I hear yah AJ my fresh grape wine will never touch kit wine, except maybe in my stomach.
 
Hope I did this right. Added 6-2/3 tsp of k-bicarbonate to 5.5 gal of the Malbec this morning. Label said 1-1/3 tsp per gal. Wine had been most inert wine I had dealt with this young. Even during rackings after Reduless it did not appear to be degassing much or have much . It fizzed up adding the k-bicarb and appears to be degassing still and hour later. I'll wait a few weeks check pH and add MLB.
 
6 days since I added k-bicarb to the Malbec, continuous pin-prick small slow bubbles since. MLF kicked in? Activity looks the same as the SF Sauv Cab as far as activity at 10 weeks out. I did pitch the lower pH tolerant MLB way back when.

Volume was a little short to the neck of the carboy, possible MLF activity wasn't visible until adding k-bicarb brought it up to the neck, so it could have been under way already.

Ordering Chromatology test kit, to know for sure, will test both batches after a few more weeks.
 
Good move on the chroma test. Better off knowing for sure. I haven't had to raise ph at all yet, just a couple of 'almosts', so I'm rooting for ya. How long do you wait?
Very curious to see the results once you hit the lab with all your testing. I've got a feeling everything's gonna work out. Higher ph, malic acid gone, nasty smell fully removed and a SA Malbec ready to age gracefully.
 
Not sure how much longer to wait. It's been 60+ days since MLB was added. The SA Cab Sauv has no kmeta yet. The Malbec has had a kmeta dose through all the issues. I think I'll test the Cab Sauv within the next few weeks and wait another 30 days for the Malbec.
 
I meant how long to wait for the Kbicarb to work and check ph. Also I'm thinking the chroma test results will tell you what you need to do in terms of k-meta.
In a perfect world they both had successful MLF and can be sulfited right away. Which Malo culture did you use?
 
I was planning to check pH at the same time as doing the Chromatology.
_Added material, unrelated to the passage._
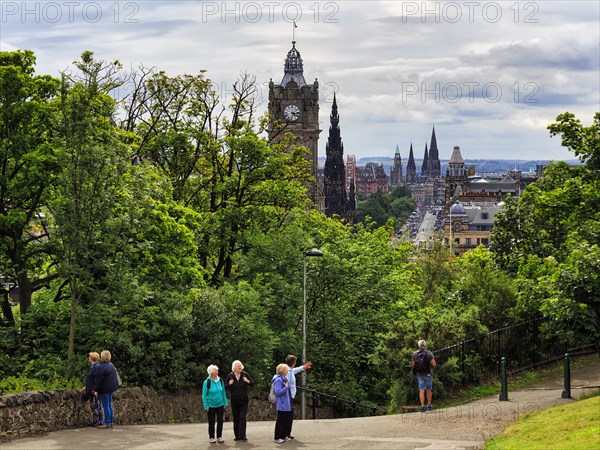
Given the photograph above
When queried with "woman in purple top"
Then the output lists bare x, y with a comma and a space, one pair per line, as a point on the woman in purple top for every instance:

I think in two more weeks. The Malo was Wyeast #4007 Malo Lactic Blend I couldn't get any VP41 at the time.
 
Received the Chromatography kit yesterday. Going to test the Malbec, Cab Sauv and a kit Cab Sauv on Saturday. The instruction seem straight forward. Anything that I should be aware of outside of the instructions? And is it actually best to dry outside?